The project went well… I was there to create a plan to rebuild a 110 year old wooden railroad car… it was sagging in various places… It was working, moving in all kinds of ways it wasn’t supposed to when they operated it… I was the consultant; there to speak to how to rebuild the car… instead, by the end of the second day, the car was fixed… Instead of talking about rebuilding the car, we were talking about how to improve it, to interpret it (to “talk story”)… We talked about the organization, about other cars held in the collection…


Wooden cars are all about wood held in compression by steel or iron rods in tension… the best use of each material… at a time when wood was cheap, iron expensive… The car is built like a wooden bridge, with trusses… the trusses all adjustable…


I worked with the museum’s volunteers to adjust the tension rods… we pulled a 2” sag out of one corner… a 1” sag out of a platform… we tightened various vertical rods, tightening up the car body… We made a shim to help space a corner post that had rusted… They now know how to care for the car… maintain the car…


The other weird part, was that since I wasn’t a tourist, on some level I was part of the community… Hawaii is a complicated community… Hawaiians, Haoles (derogative term for anglos, meaning “without breath” meaning without the knowledge that makes one a Hawaiian) Chinese, Japanese and Pilipino, (the last three brought as cheap labor) as well as a sizable community of both active duty and retired military… All with their own rules, all co-existing on 7 small islands…


I was working for a member of the royal family… working mostly with former military and Haoles… Somehow it seemed that I belonged and was accepted.

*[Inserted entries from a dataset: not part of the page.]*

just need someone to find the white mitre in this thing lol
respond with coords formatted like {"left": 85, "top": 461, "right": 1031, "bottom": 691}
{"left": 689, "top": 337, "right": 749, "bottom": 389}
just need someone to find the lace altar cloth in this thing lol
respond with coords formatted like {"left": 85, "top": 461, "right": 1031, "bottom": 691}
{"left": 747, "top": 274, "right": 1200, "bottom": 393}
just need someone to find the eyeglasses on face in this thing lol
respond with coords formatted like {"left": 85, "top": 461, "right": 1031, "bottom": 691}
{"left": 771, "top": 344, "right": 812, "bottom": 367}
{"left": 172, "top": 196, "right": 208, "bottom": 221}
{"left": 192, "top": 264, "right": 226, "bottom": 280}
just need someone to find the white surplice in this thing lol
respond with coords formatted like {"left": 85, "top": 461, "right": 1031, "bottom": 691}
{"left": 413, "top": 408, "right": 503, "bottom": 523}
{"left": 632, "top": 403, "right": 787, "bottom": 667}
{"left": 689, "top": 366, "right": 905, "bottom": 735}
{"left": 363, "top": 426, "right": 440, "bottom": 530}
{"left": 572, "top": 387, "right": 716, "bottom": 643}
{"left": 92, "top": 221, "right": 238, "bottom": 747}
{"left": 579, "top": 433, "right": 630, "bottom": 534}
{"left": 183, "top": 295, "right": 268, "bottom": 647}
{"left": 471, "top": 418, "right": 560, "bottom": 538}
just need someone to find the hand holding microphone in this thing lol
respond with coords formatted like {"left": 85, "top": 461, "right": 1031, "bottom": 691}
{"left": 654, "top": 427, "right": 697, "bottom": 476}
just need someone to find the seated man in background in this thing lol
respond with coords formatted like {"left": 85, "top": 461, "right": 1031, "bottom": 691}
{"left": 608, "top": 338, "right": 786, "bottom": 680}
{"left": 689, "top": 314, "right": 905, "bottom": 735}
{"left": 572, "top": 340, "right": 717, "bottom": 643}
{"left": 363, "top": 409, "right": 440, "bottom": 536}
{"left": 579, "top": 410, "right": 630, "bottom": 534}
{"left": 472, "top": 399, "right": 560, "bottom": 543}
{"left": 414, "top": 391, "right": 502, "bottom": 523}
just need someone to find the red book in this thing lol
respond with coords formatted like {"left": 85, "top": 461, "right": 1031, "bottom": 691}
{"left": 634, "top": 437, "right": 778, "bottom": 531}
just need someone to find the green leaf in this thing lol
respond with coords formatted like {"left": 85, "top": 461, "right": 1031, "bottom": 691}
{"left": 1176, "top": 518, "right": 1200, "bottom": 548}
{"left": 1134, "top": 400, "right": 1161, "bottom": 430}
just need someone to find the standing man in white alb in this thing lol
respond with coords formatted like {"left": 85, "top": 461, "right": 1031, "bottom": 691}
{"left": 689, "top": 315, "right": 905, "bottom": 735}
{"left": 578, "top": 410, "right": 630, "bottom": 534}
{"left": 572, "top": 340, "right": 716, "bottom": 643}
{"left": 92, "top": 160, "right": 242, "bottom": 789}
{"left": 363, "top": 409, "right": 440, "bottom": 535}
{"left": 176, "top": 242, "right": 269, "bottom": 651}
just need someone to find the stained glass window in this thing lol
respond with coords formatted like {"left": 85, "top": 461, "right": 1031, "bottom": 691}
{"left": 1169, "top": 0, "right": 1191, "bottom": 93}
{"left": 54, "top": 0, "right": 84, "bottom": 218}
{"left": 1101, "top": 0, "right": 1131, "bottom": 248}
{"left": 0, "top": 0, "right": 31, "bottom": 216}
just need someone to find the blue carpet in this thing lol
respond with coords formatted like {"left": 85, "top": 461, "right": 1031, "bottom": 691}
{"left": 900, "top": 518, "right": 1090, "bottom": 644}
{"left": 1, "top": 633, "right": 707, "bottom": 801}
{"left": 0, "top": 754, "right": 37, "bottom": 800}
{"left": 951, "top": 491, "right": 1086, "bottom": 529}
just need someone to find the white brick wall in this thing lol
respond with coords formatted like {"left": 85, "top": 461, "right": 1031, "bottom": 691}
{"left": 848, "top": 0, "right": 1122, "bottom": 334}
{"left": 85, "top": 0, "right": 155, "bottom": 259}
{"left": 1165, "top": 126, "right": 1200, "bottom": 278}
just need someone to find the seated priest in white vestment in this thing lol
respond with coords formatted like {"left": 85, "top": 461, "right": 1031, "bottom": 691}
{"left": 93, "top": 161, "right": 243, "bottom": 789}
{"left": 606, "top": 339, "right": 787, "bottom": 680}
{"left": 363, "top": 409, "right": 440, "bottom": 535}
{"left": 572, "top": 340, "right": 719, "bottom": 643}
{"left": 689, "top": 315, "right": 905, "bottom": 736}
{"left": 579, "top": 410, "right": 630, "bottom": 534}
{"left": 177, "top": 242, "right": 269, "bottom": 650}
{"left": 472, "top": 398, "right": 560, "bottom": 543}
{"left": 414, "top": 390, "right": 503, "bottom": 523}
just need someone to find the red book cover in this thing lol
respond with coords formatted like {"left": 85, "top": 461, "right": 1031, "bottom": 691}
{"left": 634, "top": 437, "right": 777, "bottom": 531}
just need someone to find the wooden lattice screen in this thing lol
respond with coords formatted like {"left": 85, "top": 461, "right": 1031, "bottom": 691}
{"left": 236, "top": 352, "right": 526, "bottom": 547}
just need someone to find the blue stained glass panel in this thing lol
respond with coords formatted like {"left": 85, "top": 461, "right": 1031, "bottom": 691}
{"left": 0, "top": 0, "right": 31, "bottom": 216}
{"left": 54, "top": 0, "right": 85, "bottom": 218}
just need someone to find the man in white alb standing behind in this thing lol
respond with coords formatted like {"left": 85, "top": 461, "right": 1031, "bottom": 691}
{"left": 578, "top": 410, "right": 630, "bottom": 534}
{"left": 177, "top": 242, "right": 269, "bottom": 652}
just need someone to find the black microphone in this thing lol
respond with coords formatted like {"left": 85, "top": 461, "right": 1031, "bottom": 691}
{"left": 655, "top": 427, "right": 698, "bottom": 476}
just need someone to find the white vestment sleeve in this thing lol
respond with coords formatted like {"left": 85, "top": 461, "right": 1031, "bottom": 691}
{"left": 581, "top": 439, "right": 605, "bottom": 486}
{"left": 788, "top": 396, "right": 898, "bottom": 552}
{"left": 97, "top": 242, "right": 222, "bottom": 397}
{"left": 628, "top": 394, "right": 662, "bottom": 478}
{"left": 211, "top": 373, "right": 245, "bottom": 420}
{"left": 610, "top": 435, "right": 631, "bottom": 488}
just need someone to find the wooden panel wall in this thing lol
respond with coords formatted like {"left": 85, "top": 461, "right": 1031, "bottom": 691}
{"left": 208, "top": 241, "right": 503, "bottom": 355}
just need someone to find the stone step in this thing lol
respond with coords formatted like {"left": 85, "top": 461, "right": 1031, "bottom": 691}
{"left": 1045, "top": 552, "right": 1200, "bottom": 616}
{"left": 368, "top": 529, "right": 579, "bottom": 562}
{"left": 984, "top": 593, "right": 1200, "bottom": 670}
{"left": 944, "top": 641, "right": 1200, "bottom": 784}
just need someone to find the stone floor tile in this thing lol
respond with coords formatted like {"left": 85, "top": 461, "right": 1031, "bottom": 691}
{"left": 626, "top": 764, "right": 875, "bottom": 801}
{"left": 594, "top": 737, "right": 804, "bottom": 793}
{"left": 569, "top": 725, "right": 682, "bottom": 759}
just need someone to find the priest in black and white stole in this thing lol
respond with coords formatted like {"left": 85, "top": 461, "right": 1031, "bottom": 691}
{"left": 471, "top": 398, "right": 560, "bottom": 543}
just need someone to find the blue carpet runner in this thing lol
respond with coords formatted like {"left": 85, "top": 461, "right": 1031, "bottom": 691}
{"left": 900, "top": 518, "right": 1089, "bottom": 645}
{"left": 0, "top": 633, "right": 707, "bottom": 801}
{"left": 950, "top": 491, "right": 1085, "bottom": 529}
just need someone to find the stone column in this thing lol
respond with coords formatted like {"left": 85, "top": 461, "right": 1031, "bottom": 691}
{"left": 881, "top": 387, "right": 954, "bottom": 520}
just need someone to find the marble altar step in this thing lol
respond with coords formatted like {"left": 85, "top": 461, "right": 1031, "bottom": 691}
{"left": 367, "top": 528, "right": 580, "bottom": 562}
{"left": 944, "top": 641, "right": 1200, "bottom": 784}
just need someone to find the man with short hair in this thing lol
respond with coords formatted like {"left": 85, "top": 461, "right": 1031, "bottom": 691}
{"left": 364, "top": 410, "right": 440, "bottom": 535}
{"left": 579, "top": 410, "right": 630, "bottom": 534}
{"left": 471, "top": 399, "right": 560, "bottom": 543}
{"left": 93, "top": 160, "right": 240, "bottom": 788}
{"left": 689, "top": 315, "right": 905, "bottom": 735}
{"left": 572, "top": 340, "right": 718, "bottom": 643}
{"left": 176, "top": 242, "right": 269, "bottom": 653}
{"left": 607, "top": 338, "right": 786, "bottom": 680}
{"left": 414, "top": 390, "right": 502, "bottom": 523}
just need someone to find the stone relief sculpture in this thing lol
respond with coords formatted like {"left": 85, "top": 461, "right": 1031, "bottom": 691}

Several Hawaiians referred to me a “local”, the highest compliment…


I visited the royal palace, the Io lani Palace, with a member of the royal family… Followed by a visit to the Mission Houses… two house museums, a block or so apart… with very different views of the same events… I visited the Bishop Museum, but not the galleries, the archives… I walked on the beach, but didn’t go swimming… I regret that. I visited Bailey's Antiques and Aloha Shirts and bought a couple of Hawaiian shirts… One a replica of the very expensive vintage shirt Tony Bordain bought when he visited… So maybe I was a tourist… at least occasionally…


It was an intense trip… not a vacation… I want to do it again.